Triple ACTs (TACTs) combine an existing ACT with a second partner drug that is slowly eliminated, to reduce the likelihood of incomplete parasite clearance and thus delay the spread of artemisinin resistance.6 Artemether–lumefantrine–amodiaquine is a TACT that has been proven safe, well tolerated, and efficacious for the treatment of uncomplicated Plasmodium falciparum malaria, including in areas with artemisinin and partner drug resistance.7,8 The effect of artemether–lumefantrine–amodiaquine on mature gametocytes and infectivity is unknown. Artesunate–amodiaquine is the first-line ACT for uncomplicated P falciparum malaria in many countries,9 but its efficacy in reducing transmission has not been directly tested. Studies assessing gametocyte carriage after artesunate–amodiaquine reported persistent gametocyte carriage after treatment for 21 days or more, but without transmission assays the infectivity of these persisting gametocytes cannot be confirmed.10, 11, 12
Although artemisinin-based treatments have superior gametocytocidal properties to non-artemisinin-based treatments,13 with artemether–lumefantrine being the most potent,14 the transmission-reducing activities of ACTs vary widely.14, 15, 16 By contrast, the 8-aminoquinoline primaquine is a potent gametocytocidal drug that, at a single low-dose (0·25 mg/kg), blocks transmission within 48 h of treatment.
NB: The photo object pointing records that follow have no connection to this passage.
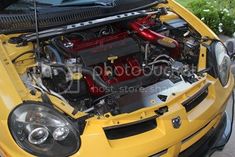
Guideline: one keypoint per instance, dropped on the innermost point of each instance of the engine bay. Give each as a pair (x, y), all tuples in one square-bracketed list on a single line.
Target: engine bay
[(118, 67)]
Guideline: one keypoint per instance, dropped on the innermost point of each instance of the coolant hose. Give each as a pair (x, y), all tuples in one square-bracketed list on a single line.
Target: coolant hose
[(91, 72), (55, 53)]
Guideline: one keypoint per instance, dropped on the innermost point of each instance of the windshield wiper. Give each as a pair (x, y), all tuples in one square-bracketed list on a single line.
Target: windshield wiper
[(86, 3)]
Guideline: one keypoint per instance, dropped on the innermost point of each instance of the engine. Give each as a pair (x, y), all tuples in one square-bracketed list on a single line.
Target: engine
[(98, 70)]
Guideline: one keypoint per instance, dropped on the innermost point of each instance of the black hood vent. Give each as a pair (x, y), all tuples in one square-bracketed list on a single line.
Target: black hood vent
[(54, 17)]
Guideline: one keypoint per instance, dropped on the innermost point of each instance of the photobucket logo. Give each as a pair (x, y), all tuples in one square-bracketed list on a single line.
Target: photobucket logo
[(73, 75)]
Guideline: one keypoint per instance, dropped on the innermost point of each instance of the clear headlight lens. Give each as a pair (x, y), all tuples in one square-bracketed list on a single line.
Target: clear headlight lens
[(42, 131), (223, 62)]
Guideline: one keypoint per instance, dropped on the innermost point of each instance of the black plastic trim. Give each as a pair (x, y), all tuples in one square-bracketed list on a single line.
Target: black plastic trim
[(196, 99), (24, 22), (130, 129)]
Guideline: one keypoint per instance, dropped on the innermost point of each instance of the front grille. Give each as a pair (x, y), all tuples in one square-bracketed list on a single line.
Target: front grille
[(130, 129), (196, 99)]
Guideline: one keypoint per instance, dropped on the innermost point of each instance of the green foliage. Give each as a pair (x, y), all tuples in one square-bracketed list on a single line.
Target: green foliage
[(219, 15)]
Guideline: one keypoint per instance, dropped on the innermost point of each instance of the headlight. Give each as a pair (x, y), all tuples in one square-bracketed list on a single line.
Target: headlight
[(43, 131), (223, 62)]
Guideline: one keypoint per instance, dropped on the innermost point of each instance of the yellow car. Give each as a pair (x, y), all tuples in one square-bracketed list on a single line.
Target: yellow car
[(111, 78)]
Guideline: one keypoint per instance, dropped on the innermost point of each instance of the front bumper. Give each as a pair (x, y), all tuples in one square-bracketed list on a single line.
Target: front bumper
[(216, 138), (163, 141)]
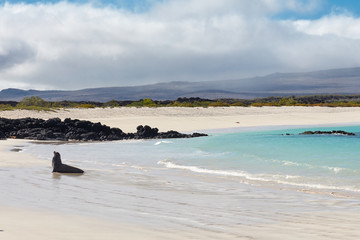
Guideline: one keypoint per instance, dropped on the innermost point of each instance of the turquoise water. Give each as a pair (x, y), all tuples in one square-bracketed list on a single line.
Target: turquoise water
[(328, 162), (316, 161), (214, 183)]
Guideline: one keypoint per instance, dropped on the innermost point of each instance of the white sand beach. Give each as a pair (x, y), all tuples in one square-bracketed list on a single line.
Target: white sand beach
[(191, 119), (33, 223)]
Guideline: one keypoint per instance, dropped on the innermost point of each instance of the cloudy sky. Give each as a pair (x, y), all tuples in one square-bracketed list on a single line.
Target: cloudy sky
[(80, 44)]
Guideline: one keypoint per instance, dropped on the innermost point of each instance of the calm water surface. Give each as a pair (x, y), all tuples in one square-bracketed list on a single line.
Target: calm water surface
[(213, 183)]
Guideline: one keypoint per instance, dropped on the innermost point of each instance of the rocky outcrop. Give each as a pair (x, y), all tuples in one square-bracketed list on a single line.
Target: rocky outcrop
[(74, 129), (334, 132)]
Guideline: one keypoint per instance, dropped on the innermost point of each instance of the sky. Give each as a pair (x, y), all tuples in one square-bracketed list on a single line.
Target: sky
[(79, 44)]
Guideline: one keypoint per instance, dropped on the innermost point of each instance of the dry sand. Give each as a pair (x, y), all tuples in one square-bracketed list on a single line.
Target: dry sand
[(17, 223), (191, 119)]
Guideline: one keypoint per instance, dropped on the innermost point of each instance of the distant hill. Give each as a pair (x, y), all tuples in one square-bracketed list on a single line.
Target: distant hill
[(333, 81)]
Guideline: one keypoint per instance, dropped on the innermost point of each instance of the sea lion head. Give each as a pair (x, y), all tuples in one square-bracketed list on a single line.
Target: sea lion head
[(56, 162)]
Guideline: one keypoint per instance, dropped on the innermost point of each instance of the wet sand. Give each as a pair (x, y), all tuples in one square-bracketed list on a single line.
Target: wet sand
[(34, 223)]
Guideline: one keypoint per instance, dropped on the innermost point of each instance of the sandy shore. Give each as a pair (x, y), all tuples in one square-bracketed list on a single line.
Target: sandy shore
[(17, 223), (191, 119)]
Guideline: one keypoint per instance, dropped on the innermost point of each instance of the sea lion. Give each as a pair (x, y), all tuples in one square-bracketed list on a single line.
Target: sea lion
[(59, 167)]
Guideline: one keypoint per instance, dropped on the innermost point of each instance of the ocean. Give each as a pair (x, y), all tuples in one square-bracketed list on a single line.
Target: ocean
[(214, 183)]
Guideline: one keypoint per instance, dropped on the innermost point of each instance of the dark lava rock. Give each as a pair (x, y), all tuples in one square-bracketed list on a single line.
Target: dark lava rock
[(75, 129), (334, 132)]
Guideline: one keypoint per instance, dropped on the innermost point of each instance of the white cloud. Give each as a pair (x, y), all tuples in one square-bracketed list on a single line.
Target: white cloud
[(70, 46)]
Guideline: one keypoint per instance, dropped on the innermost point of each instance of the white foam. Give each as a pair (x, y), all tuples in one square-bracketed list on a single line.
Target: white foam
[(279, 179), (163, 141)]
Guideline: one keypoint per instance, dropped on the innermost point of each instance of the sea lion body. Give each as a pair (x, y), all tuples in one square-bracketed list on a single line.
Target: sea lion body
[(59, 167)]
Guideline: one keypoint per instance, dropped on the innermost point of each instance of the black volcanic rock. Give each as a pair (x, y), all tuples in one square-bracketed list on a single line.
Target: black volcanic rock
[(74, 129), (334, 132)]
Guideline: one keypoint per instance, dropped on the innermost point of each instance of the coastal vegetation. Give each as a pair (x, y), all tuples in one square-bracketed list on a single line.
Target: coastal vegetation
[(37, 103)]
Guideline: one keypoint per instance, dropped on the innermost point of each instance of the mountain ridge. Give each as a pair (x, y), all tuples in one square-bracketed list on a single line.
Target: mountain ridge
[(331, 81)]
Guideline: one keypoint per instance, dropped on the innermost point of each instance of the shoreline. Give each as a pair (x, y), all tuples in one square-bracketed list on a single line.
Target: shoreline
[(18, 222), (201, 119)]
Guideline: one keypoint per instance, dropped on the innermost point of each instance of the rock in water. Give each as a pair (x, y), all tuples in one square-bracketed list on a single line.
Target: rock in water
[(59, 167)]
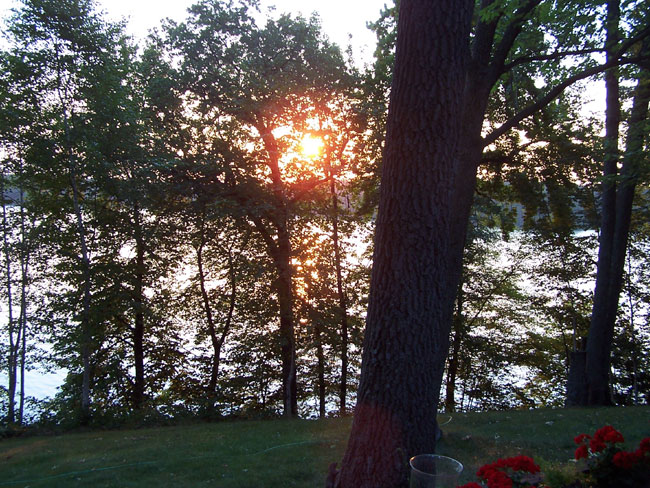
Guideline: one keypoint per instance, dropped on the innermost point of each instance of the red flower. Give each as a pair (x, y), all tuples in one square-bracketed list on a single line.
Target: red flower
[(581, 452), (644, 447), (596, 445), (608, 434)]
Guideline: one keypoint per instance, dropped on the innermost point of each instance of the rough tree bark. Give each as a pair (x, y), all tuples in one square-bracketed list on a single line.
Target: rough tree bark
[(416, 262), (616, 218)]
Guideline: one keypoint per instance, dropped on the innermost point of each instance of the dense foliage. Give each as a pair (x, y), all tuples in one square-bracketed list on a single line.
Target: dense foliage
[(170, 244)]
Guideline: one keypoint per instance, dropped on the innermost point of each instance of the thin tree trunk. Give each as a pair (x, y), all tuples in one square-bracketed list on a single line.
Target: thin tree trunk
[(207, 308), (454, 358), (418, 250), (279, 250), (603, 315), (320, 357), (343, 312), (86, 333), (24, 269), (14, 342), (287, 337), (216, 340), (609, 277), (138, 299)]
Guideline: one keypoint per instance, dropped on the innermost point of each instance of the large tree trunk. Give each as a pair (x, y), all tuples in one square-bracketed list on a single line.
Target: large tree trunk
[(617, 212), (418, 248), (601, 329)]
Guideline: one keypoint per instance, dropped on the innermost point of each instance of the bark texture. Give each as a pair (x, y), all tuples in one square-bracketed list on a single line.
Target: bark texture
[(418, 249), (616, 219)]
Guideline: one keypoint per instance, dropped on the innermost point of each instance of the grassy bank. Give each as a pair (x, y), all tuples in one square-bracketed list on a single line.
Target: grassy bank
[(279, 453)]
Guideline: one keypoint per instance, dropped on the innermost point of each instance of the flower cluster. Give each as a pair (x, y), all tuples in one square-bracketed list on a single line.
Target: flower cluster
[(507, 473), (603, 438), (629, 460), (601, 457), (607, 464)]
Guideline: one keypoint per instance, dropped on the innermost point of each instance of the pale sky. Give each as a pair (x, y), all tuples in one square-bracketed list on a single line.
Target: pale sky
[(339, 17)]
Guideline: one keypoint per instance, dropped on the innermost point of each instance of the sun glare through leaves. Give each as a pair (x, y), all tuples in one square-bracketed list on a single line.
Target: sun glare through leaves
[(311, 146)]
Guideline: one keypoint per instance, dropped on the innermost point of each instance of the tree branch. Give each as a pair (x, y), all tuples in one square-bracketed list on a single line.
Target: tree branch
[(555, 92), (549, 57)]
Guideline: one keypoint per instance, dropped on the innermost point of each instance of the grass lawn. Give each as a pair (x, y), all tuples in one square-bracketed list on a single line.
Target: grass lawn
[(279, 453)]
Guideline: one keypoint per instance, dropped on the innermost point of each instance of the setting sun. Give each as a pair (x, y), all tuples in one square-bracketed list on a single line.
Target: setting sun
[(311, 146)]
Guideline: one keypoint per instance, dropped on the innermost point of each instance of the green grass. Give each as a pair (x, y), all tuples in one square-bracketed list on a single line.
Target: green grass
[(279, 453)]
Since 2015, WHO recommends the addition of a single low-dose of primaquine to ACTs to reduce P falciparum transmission.17 The gametocytocidal and transmission-reducing activities of single low-dose primaquine have been assessed in combination with dihydroartemisinin–piperaquine, pyronaridine–artesunate, and artemether–lumefantrine,14, 15, 16,18,19; however, combining artemether–lumefantrine–amodiaquine or artesunate–amodiaquine with a single low-dose primaquine for P falciparum transmission reduction has not yet been tested.
In this study, we aimed to determine the safety and efficacy of artemether–lumefantrine–amodiaquine and artesunate–amodiaquine with and without single low-dose primaquine for reducing the transmission of P falciparum gametocytes.